The loss of the subsidy will hurt the NDP and Liberals more than it will hurt the PCs, especially if there's an election in 2025, according to Nicholas Pozhke, a former federal Conservative political staffer now with public affairs firm Crestview Strategyin Toronto.

The opposition parties "will have to get much more creative" about their fundraising, said Pozhke in an interview. "Political financing really is the lifeblood of any campaign in any party."

The PC Party out-fundraised their rivals by a wide margin last year, a gap that Pozhke describes as "staggering."

Financial statementsfiled with Elections Ontarioshow the Progressive Conservatives collected $7.96 million in political donations over the course of 2023.

The PCs earned about half of that in one night by selling more than 2,600 tickets at $1,500 a plate to a March 2 dinner headlined by Ford, making for one of the biggest single fundraisers in Canadian political history.

By contrast, the NDP collected $3.2 million in donations in 2023, the Liberals $2.1 million and the Green Party $1.7 million.

Stiles, Crombie downplay PC donation lead

Both the NDP and Liberal leaders are brushing off the PCs' advantage in fundraising.

"We rely, and we always have, on relatively small donations from a lot of people," Stiles told reporters at Queen's Park on Tuesday.

"Our numbers are really good and strong," she said. "If this government calls an early election, bring it.
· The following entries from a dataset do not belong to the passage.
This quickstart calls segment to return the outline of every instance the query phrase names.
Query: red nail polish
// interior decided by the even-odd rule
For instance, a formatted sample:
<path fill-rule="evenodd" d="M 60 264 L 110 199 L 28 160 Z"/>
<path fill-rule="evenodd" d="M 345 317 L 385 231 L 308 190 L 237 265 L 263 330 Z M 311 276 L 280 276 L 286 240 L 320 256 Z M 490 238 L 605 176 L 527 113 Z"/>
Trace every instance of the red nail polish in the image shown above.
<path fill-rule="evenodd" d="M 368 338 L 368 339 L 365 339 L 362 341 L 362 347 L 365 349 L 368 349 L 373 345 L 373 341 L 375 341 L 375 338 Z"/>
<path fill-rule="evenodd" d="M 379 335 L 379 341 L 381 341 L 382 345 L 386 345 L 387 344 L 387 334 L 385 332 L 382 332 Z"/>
We will absolutely be ready."

Crombie said Tuesday at Queen's Park that she is a capable fundraiser. "We will have the money to fight an election whenever it is called," she said.

Why calling an early election would benefit Doug Ford, these strategists say

4 months ago
Duration 2:09
The premier is creating a buzz over the possibility he'll call an early election. Political strategists say Doug Ford's Progressive Conservatives would benefit from going to the polls before the scheduled date of June 2026. CBC's senior reporter at Queen's Park, Mike Crawley, explains why.

Harrison says the relative financial state of the parties helps create "a pretty attractive scenario" for Ford to call an election well before his government's mandate ends in June 2026.

"I think the signs are there for an early election," she said. "We've got the majority government that is ahead in the polls, an opposition that has yet to define itself, and a healthy [PC Party] nest egg from which to build."

While Ford said last week in an interview with an Ottawa radio station that he will not call an election this summer or fall, he pointedly has not ruled out sending Ontario to the polls in 2025.

Multiple sources close to the Progressive Conservatives have told CBC News that late next spring is the most likely date for an early election, but that no decision has been made.

Political strategists say it would be to Ford's advantage to go to the polls before a federal election, anticipated in the fall of 2025.